The United States wants to send robotic explorers to the moon as soon as next year as a preparatory step toward sending astronauts there for the first time since 1972, a NASA official said 18 June.

An astronaut on Moon. Image: NASA

An astronaut on Moon. Image: NASA

The National Aeronautics and Space Administration is planning a series of lunar missions beginning next year aimed at developing the capacity for a return to the moon, said Cheryl Warner, a spokeswoman for NASA’s Human Exploration Directorate.

NASA will work with private companies, which have not yet been chosen, on the missions, Warner said in a phone interview.

US president Donald Trump in December signed a directive that he said would enable astronauts to return to the moon and eventually lead a mission to Mars. Last month he ordered the government to review regulations on commercial space flights.

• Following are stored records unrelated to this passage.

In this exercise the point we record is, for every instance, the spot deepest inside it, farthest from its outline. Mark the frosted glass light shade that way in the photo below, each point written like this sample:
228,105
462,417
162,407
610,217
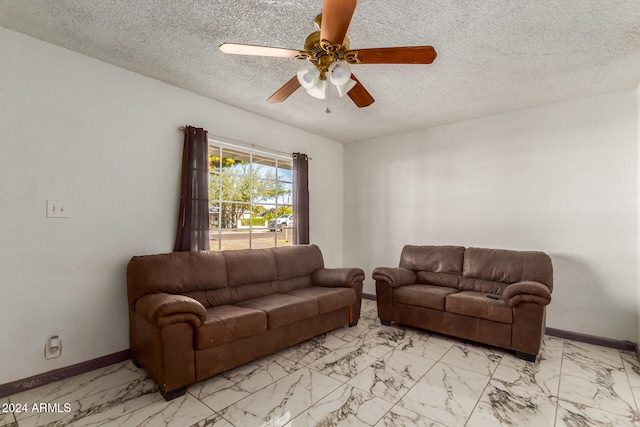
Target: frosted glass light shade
308,77
318,90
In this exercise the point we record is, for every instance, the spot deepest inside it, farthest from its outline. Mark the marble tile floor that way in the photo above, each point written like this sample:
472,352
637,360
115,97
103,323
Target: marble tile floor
370,375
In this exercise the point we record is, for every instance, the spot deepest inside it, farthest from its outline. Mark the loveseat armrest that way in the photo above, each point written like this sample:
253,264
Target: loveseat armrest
337,277
164,309
527,291
395,276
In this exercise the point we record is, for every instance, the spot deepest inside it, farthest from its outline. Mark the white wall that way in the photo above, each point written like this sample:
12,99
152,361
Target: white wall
106,142
560,178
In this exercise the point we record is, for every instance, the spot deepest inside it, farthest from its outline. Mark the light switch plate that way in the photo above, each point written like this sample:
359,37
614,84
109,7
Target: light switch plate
56,209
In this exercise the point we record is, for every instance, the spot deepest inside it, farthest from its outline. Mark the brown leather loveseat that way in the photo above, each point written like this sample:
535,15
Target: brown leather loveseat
493,296
195,314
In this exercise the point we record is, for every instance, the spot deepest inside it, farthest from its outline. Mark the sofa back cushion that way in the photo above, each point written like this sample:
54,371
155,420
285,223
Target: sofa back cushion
251,273
188,273
436,259
491,270
434,265
295,265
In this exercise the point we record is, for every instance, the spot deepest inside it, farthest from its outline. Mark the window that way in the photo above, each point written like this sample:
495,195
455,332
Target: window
250,198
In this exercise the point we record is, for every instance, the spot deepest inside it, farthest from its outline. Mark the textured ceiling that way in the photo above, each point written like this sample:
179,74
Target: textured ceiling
493,55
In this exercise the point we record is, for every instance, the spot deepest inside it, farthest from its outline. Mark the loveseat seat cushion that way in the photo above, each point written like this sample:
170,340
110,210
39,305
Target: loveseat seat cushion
429,296
477,304
328,299
283,309
227,323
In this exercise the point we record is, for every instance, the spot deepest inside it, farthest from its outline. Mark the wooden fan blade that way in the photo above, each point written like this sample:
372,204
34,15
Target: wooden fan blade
336,17
285,91
397,55
247,49
359,95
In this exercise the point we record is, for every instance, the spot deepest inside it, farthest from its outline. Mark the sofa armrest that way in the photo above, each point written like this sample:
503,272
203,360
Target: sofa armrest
164,309
337,277
527,291
395,276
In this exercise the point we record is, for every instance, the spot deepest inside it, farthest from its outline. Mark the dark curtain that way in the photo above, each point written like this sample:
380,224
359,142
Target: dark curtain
300,199
193,219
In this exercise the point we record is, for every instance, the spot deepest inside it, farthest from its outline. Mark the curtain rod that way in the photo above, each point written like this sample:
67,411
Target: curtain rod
240,144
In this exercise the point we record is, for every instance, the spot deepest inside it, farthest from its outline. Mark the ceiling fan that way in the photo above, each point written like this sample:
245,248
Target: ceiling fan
329,54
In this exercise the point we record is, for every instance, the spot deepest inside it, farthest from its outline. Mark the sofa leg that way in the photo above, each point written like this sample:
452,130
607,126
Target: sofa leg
526,356
172,394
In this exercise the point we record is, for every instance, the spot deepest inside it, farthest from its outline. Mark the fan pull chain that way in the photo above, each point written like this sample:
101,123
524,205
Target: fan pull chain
327,91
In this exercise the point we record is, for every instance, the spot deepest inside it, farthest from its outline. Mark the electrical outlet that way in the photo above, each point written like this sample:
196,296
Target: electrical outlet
53,348
57,209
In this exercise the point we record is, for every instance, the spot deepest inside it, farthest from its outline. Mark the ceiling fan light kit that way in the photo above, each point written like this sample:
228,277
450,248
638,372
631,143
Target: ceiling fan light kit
329,54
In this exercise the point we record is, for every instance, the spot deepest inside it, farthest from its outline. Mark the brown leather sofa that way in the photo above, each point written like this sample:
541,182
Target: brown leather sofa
195,314
493,296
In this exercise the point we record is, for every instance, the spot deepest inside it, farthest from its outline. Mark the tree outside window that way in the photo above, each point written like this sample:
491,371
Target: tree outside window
249,194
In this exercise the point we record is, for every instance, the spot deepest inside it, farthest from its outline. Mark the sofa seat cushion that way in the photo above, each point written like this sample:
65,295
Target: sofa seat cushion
477,304
283,309
227,323
329,299
429,296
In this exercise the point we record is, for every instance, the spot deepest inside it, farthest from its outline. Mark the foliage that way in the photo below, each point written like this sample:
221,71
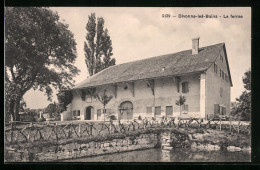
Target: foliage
98,45
243,108
40,52
181,101
53,109
104,99
64,98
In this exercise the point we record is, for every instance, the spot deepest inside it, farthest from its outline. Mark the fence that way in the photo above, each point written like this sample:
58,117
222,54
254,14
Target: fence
53,131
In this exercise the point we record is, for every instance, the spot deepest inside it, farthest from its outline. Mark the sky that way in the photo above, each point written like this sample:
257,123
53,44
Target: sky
139,33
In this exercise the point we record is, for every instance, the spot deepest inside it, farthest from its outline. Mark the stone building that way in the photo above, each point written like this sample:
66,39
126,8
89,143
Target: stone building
150,87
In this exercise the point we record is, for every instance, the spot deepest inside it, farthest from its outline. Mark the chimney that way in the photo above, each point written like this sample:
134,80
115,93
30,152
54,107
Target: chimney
195,45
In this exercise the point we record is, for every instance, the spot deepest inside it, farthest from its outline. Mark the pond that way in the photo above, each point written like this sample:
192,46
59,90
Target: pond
177,155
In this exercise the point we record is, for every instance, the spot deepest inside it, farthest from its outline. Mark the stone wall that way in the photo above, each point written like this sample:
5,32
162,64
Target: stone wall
80,149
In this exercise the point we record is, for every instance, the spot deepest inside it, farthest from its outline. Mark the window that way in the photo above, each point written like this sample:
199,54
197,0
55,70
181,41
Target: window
185,87
149,110
88,98
216,109
223,111
76,112
157,110
221,91
99,112
221,58
107,111
215,68
185,108
169,110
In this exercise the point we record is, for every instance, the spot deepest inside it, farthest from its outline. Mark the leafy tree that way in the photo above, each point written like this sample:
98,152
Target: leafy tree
39,54
104,99
243,108
53,109
180,102
98,45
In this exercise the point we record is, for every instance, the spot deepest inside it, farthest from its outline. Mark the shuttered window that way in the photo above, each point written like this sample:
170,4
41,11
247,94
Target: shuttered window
99,112
216,109
76,112
215,68
223,111
149,110
185,87
185,108
169,110
157,110
88,98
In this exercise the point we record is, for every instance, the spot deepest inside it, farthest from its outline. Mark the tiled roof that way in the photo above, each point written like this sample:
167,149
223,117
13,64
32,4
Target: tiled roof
174,64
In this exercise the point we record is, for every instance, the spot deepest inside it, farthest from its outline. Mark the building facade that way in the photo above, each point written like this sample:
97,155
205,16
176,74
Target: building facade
151,87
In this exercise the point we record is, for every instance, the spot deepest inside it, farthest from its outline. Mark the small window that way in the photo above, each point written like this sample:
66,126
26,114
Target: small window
221,58
76,112
215,68
157,110
216,109
107,111
99,112
149,110
88,99
221,91
169,110
185,87
223,111
185,108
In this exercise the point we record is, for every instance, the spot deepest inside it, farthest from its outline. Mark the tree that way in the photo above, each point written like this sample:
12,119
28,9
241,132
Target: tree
180,102
243,108
104,99
52,109
39,54
98,45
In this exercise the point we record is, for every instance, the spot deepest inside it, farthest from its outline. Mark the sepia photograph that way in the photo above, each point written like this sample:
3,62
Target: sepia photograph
127,84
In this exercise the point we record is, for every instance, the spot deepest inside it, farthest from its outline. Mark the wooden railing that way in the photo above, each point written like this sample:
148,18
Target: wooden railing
58,131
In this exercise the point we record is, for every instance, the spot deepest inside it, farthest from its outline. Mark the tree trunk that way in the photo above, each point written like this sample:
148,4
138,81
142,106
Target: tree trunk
11,110
16,109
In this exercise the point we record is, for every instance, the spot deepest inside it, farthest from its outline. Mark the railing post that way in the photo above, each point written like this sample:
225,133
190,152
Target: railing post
12,133
79,131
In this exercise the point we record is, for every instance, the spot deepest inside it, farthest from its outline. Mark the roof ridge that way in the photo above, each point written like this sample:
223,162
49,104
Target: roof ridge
166,54
181,62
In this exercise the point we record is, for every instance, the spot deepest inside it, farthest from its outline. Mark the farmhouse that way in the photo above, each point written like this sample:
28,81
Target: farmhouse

Americans first landed on the moon in 1969, reaching a goal set by former president John F. Kennedy in 1961 and capping a decade-long space race between Washington and Moscow.

Since then, US efforts to explore beyond the Earth’s orbit have largely focused on remote spacecraft that do not have human crew members, though American presidents have repeatedly raised the idea of sending human explorers back to the moon or further.

President George W. Bush in 2004 said humans would return to the moon by 2020. His successor, president Barack Obama, said in 2016 the United States would send humans to Mars by the 2030s.